Kansas managed to secure a rare win in Lincoln with a touchdown punched through Nebraska's defenses in the final 40 seconds of the contest to deny celebration to the crowd of 22,000 present for the Cornhusker homecoming game. The Jayhawks went on to finish the season 8–0–2 and ranked 12th by the AP Poll, sharing the Big 6 championship with Oklahoma. Nebraska's firm series ownership was still safe at 40–11–3.

| Team | 1 | 2 | Total |
|---|---|---|---|
| • Kansas |  |  | 13 |
| Nebraska |  |  | 7 |

===Oklahoma===

Oklahoma snatched away their fifth straight win over Nebraska in a hard-fought contest decided by a single missed conversion in the second quarter.

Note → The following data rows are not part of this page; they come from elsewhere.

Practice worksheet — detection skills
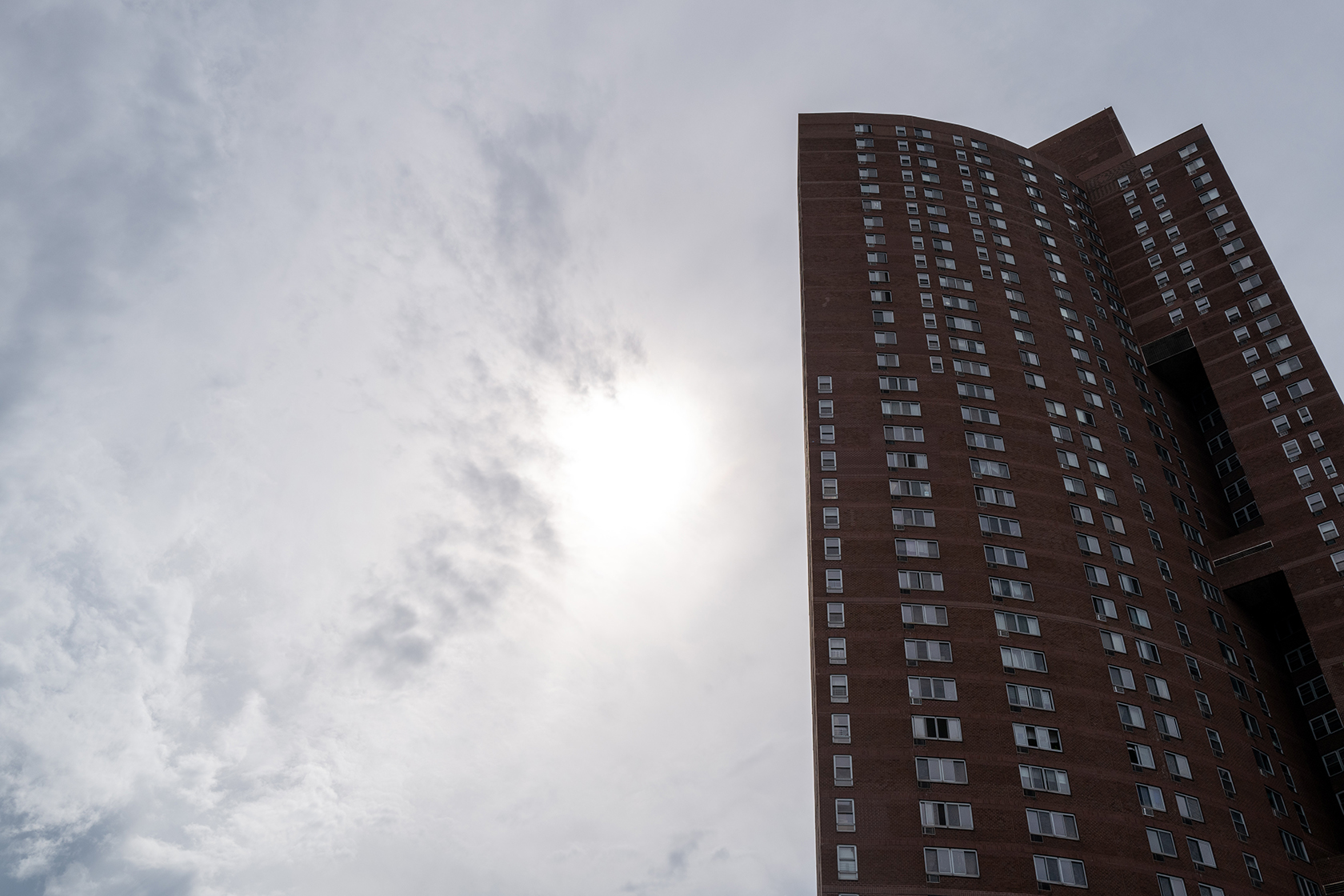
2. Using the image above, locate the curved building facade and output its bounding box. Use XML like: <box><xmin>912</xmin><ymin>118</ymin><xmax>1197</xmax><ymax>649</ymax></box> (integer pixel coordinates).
<box><xmin>798</xmin><ymin>109</ymin><xmax>1344</xmax><ymax>896</ymax></box>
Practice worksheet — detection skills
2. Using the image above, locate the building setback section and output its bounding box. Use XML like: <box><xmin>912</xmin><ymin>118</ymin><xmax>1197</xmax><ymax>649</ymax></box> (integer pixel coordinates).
<box><xmin>798</xmin><ymin>109</ymin><xmax>1344</xmax><ymax>896</ymax></box>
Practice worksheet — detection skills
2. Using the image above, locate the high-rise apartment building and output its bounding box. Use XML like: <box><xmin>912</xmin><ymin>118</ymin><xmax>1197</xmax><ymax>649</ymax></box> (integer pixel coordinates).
<box><xmin>798</xmin><ymin>109</ymin><xmax>1344</xmax><ymax>896</ymax></box>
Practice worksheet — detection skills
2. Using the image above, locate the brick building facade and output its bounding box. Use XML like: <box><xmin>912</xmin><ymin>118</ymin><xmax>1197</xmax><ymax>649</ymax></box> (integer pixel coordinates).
<box><xmin>798</xmin><ymin>109</ymin><xmax>1344</xmax><ymax>896</ymax></box>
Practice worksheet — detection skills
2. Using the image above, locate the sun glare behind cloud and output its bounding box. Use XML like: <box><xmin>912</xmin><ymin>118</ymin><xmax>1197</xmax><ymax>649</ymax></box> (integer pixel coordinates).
<box><xmin>551</xmin><ymin>380</ymin><xmax>703</xmax><ymax>550</ymax></box>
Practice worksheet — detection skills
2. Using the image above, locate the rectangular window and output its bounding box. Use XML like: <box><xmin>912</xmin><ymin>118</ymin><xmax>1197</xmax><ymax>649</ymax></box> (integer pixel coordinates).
<box><xmin>1012</xmin><ymin>724</ymin><xmax>1065</xmax><ymax>752</ymax></box>
<box><xmin>836</xmin><ymin>846</ymin><xmax>859</xmax><ymax>880</ymax></box>
<box><xmin>919</xmin><ymin>801</ymin><xmax>976</xmax><ymax>830</ymax></box>
<box><xmin>915</xmin><ymin>756</ymin><xmax>966</xmax><ymax>785</ymax></box>
<box><xmin>1032</xmin><ymin>856</ymin><xmax>1087</xmax><ymax>886</ymax></box>
<box><xmin>925</xmin><ymin>846</ymin><xmax>980</xmax><ymax>877</ymax></box>
<box><xmin>910</xmin><ymin>716</ymin><xmax>961</xmax><ymax>740</ymax></box>
<box><xmin>1018</xmin><ymin>766</ymin><xmax>1070</xmax><ymax>795</ymax></box>
<box><xmin>999</xmin><ymin>642</ymin><xmax>1048</xmax><ymax>672</ymax></box>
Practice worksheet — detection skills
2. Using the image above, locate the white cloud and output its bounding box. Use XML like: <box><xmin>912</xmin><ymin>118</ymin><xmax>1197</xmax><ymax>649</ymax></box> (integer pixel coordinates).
<box><xmin>0</xmin><ymin>0</ymin><xmax>1338</xmax><ymax>894</ymax></box>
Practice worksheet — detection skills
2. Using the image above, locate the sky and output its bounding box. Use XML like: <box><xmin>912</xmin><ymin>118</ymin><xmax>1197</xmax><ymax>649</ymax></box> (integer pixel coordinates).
<box><xmin>0</xmin><ymin>0</ymin><xmax>1344</xmax><ymax>896</ymax></box>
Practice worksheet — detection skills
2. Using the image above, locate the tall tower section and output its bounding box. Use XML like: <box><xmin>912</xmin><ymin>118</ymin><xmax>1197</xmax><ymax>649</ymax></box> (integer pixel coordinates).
<box><xmin>798</xmin><ymin>109</ymin><xmax>1344</xmax><ymax>896</ymax></box>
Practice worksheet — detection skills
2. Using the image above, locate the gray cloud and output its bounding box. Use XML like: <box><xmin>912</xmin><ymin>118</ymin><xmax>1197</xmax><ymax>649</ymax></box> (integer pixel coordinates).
<box><xmin>0</xmin><ymin>0</ymin><xmax>1340</xmax><ymax>896</ymax></box>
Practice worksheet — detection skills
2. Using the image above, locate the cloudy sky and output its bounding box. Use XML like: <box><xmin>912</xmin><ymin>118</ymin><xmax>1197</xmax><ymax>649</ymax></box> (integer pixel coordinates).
<box><xmin>0</xmin><ymin>0</ymin><xmax>1344</xmax><ymax>896</ymax></box>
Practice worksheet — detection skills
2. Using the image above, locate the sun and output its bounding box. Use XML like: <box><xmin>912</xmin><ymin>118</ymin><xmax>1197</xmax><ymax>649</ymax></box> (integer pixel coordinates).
<box><xmin>550</xmin><ymin>380</ymin><xmax>703</xmax><ymax>546</ymax></box>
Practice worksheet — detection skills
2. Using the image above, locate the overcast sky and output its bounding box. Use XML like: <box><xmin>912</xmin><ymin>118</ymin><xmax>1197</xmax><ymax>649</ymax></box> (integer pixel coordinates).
<box><xmin>0</xmin><ymin>0</ymin><xmax>1344</xmax><ymax>896</ymax></box>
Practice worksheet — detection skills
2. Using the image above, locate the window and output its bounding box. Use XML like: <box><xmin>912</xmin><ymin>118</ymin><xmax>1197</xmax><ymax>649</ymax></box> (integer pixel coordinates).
<box><xmin>919</xmin><ymin>801</ymin><xmax>976</xmax><ymax>830</ymax></box>
<box><xmin>1018</xmin><ymin>766</ymin><xmax>1070</xmax><ymax>795</ymax></box>
<box><xmin>1134</xmin><ymin>785</ymin><xmax>1166</xmax><ymax>811</ymax></box>
<box><xmin>994</xmin><ymin>610</ymin><xmax>1040</xmax><ymax>637</ymax></box>
<box><xmin>1005</xmin><ymin>641</ymin><xmax>1048</xmax><ymax>672</ymax></box>
<box><xmin>836</xmin><ymin>846</ymin><xmax>859</xmax><ymax>880</ymax></box>
<box><xmin>1146</xmin><ymin>827</ymin><xmax>1176</xmax><ymax>858</ymax></box>
<box><xmin>1031</xmin><ymin>856</ymin><xmax>1087</xmax><ymax>886</ymax></box>
<box><xmin>1297</xmin><ymin>676</ymin><xmax>1330</xmax><ymax>706</ymax></box>
<box><xmin>1106</xmin><ymin>666</ymin><xmax>1136</xmax><ymax>693</ymax></box>
<box><xmin>1242</xmin><ymin>710</ymin><xmax>1263</xmax><ymax>738</ymax></box>
<box><xmin>1186</xmin><ymin>837</ymin><xmax>1218</xmax><ymax>868</ymax></box>
<box><xmin>925</xmin><ymin>846</ymin><xmax>980</xmax><ymax>877</ymax></box>
<box><xmin>830</xmin><ymin>756</ymin><xmax>854</xmax><ymax>787</ymax></box>
<box><xmin>901</xmin><ymin>603</ymin><xmax>947</xmax><ymax>626</ymax></box>
<box><xmin>915</xmin><ymin>756</ymin><xmax>966</xmax><ymax>785</ymax></box>
<box><xmin>1176</xmin><ymin>795</ymin><xmax>1204</xmax><ymax>821</ymax></box>
<box><xmin>830</xmin><ymin>714</ymin><xmax>850</xmax><ymax>744</ymax></box>
<box><xmin>1012</xmin><ymin>724</ymin><xmax>1065</xmax><ymax>752</ymax></box>
<box><xmin>826</xmin><ymin>638</ymin><xmax>848</xmax><ymax>666</ymax></box>
<box><xmin>1153</xmin><ymin>710</ymin><xmax>1180</xmax><ymax>740</ymax></box>
<box><xmin>906</xmin><ymin>676</ymin><xmax>957</xmax><ymax>700</ymax></box>
<box><xmin>1115</xmin><ymin>702</ymin><xmax>1148</xmax><ymax>730</ymax></box>
<box><xmin>1309</xmin><ymin>710</ymin><xmax>1344</xmax><ymax>740</ymax></box>
<box><xmin>1027</xmin><ymin>809</ymin><xmax>1078</xmax><ymax>839</ymax></box>
<box><xmin>1278</xmin><ymin>827</ymin><xmax>1312</xmax><ymax>862</ymax></box>
<box><xmin>836</xmin><ymin>799</ymin><xmax>854</xmax><ymax>831</ymax></box>
<box><xmin>906</xmin><ymin>638</ymin><xmax>951</xmax><ymax>662</ymax></box>
<box><xmin>1242</xmin><ymin>853</ymin><xmax>1265</xmax><ymax>884</ymax></box>
<box><xmin>910</xmin><ymin>716</ymin><xmax>961</xmax><ymax>740</ymax></box>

Attempts by both teams to decide the game in the fourth quarter were turned away. The Cornhuskers still owned a 16–8–3 edge in the series, though the Sooners were slowly and steadily chipping away at the lead. Oklahoma went on to finish 1947 with a 7–2–1 record, a #16 AP Poll ranking, and shared the Big 6 title with Kansas.

| Team | 1 | 2 | 3 | 4 | Total |
|---|---|---|---|---|---|
| • Oklahoma | 0 | 7 | 7 | 0 | 14 |
| Nebraska | 0 | 6 | 7 | 0 | 13 |

===Oregon State===

The Oregon State Beavers had not met Nebraska on the field since 1936, and arrived in Lincoln with several losses behind them, leading some to assume the Cornhuskers would not have serious trouble securing a season-ending win. Someone forget to tell Oregon State that they were supposed to lose, however, and the Beavers spent the day romping and outplaying the Nebraska squad in every way. The Cornhuskers managed just a single touchdown as Oregon State out-rushed them 190–42 and out-passed them 254–31. It was a harsh ending to Nebraska's season, as the Beavers secured their first win in the series after six attempts.

| Team | 1 | 2 | Total |
|---|---|---|---|
| • Oregon State |  |  | 27 |
| Nebraska |  |  | 6 |

==After the season==
Head coach Masterson's second season was step backwards for a team already in a record-setting slide. This was the seventh losing season in a row, and coach Masterson's first head coaching position became his last. His overall coaching career of 5–13–0 (.278) was the third-lowest in program history to date, though his Big 6 record broke even at 5–5–0 (.500). Nebraska's overall record slipped to 314–140–31 (.679) and the Cornhuskers Big 6 total also fell slightly, to 118–33–11 (.762). Another coaching change was upon Nebraska, where the continuing turnover was causing harm but could not be avoided.